キリン午後の紅茶がTikTokを使ったマーケティング戦略で大成功したというニュースが一昨日ネットに上がっていた

わずか2カ月弱で動画再生回数が累計6200万回を超え、一般参加による動画投稿が1万2000件を突破――。

午後の紅茶を頬に当てたモテ仕草の動画が、「#あなたとほほティー」というハッシュタグとともにたくさん上がっている。僕も視聴してみたが、確かに可愛らしい動画で、真似もしやすく、みんなやりたいだろうなぁと思うのも納得できた。

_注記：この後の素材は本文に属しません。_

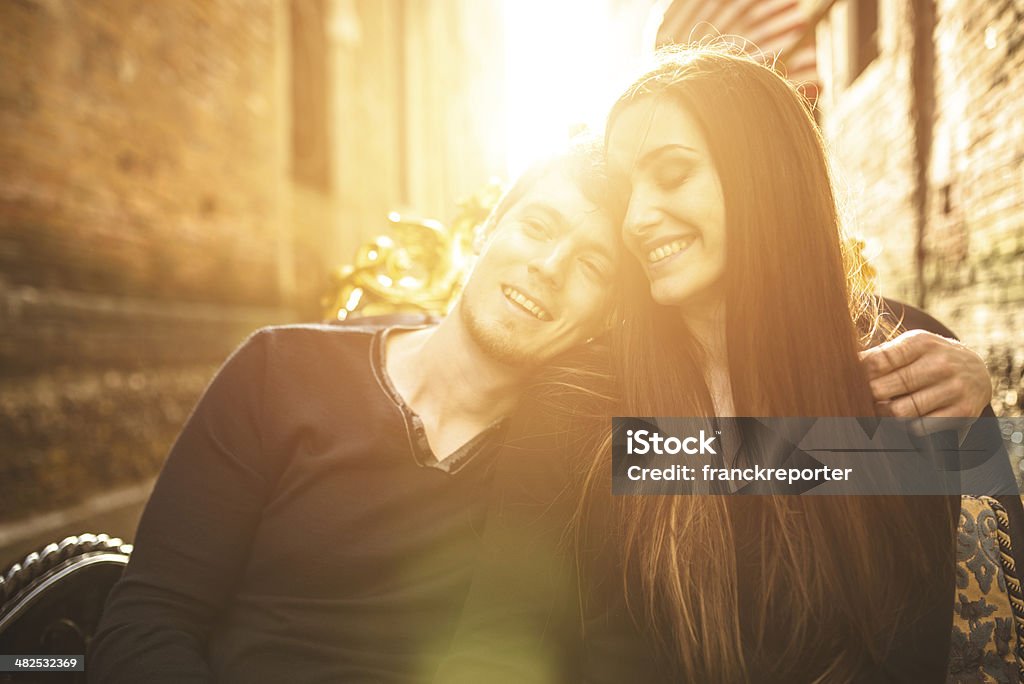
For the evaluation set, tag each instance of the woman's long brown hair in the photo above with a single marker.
(741, 588)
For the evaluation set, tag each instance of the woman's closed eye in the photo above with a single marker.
(672, 175)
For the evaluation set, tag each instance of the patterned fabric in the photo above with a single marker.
(986, 637)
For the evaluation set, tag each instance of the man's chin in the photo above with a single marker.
(498, 341)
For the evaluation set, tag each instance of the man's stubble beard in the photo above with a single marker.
(495, 340)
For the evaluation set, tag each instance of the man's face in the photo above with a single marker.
(544, 282)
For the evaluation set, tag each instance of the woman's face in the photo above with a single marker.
(675, 224)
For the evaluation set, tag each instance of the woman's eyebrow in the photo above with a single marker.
(655, 155)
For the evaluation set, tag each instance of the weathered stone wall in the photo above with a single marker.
(969, 268)
(974, 265)
(141, 234)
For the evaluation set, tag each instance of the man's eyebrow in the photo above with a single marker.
(599, 246)
(545, 208)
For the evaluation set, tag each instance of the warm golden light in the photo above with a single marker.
(565, 61)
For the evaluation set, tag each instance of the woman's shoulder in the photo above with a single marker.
(905, 316)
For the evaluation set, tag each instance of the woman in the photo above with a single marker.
(738, 305)
(751, 312)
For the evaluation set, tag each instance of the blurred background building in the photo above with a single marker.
(177, 174)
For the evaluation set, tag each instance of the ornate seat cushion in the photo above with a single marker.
(987, 611)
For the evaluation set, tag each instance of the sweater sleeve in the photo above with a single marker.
(194, 537)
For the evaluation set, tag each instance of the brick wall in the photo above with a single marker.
(974, 263)
(141, 196)
(971, 262)
(140, 148)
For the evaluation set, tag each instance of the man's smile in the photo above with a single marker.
(525, 303)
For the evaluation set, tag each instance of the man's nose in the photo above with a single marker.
(641, 215)
(550, 264)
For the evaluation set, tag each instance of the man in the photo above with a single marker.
(317, 518)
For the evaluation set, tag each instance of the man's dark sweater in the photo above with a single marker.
(301, 528)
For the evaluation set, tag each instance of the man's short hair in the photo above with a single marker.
(585, 163)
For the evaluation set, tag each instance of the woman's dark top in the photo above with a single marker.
(543, 610)
(301, 529)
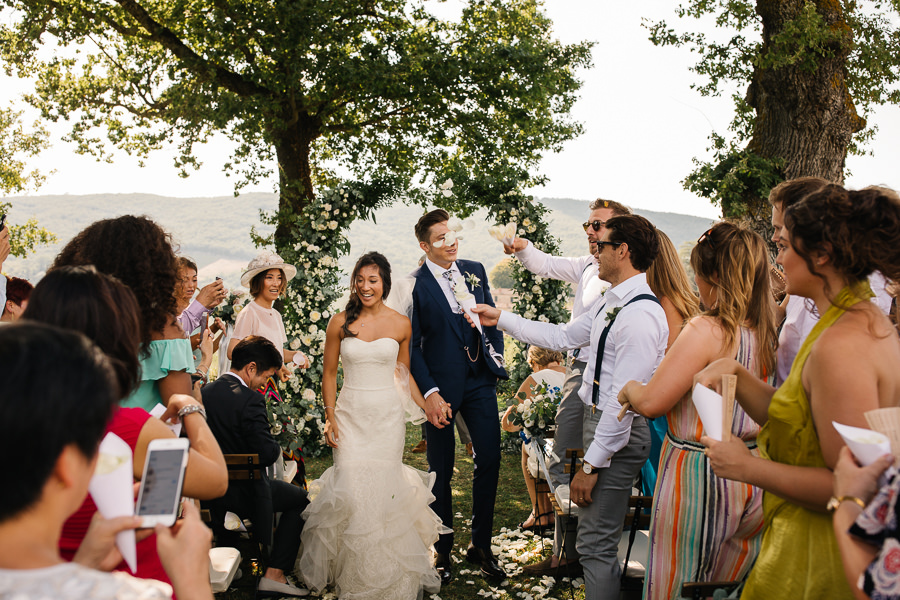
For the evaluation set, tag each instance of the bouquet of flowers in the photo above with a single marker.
(537, 415)
(231, 306)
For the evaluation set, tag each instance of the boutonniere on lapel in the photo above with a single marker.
(612, 314)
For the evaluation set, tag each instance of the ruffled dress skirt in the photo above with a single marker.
(369, 530)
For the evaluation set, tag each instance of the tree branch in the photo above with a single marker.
(168, 40)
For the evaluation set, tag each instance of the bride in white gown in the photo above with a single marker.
(369, 529)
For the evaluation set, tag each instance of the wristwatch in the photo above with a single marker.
(835, 502)
(189, 409)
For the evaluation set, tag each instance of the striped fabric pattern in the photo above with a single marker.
(703, 528)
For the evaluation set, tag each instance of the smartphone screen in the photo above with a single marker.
(161, 484)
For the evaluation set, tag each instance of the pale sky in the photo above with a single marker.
(642, 126)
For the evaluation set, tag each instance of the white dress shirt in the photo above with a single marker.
(635, 346)
(580, 270)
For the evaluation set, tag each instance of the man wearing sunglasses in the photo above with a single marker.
(582, 272)
(626, 334)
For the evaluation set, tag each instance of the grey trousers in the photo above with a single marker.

流行を上手く捉えた戦略はあっぱれだと思いつつ、これって別に午後ティーじゃなくてもいいのでは、とも思ってしまった。紅茶のメーカーならリプトンやコカコーラが出してる紅茶花伝もある。なんなら、紅茶である必要もない。「ほほティー」という単語はそのまま使えないかもしれないが、暖かい飲み物であれば代替できそうだ。

とは言え、TikTokに動画を乗せることが買い手本人の目的でも、企業側としては結果として午後ティーを売る目的を達成しているので、戦略としては成功している。

どんなに良いものを作っても手に取ってもらわなければ意味がないし、値段や味で極端な区別をつけにくい大手メーカーの出している飲食物ならなおさらだろう。

ただ、作っているメーカーの味を研究している人はどう思っているのだろうと考えたりもする。味にこだわっていないことはないだろうけど、「飲みたい!」動機ではなく、「踊りたい!」動機で何ヶ月もかけて作った飲み物を買ってもらうのは残念だと思ったりしないのか。それとも、結果として飲んでもらっているから良いのか。この辺りは人によって分かれそうだが。

モノ本来がもつ価値(”味”)と必ずしも紐づく体験(”美味しさ”)ではなくとも、類似製品でも代替可能な価値(”あったかい飲み物” or “ペットボトル”)と紐づく体験(“TikTokで承認欲求を満たす”)をどう企画力で作り上げるかが、マーケティング施策の一つとしてより注目されるような気がする。自分はマーケティングの専門家ではないので、Youtuberが台頭したあたりから、その流れは来ているのかもしれないが。

一方で、プロダクトを徹底的に作り込んで、モノ本来がもつ価値と1:1で顧客と向き合うことを積み重ねているブランドもどんどん出てきており、マスマーケティングとパーソナライズの施策の差も広がっているように思える。

顧客のどういった感情を満たすかは、企業の自由だが、長く顧客と付き合っていくためには、モノ本来が持つ価値をどこまで訴求できるかが、鍵なような気がしている。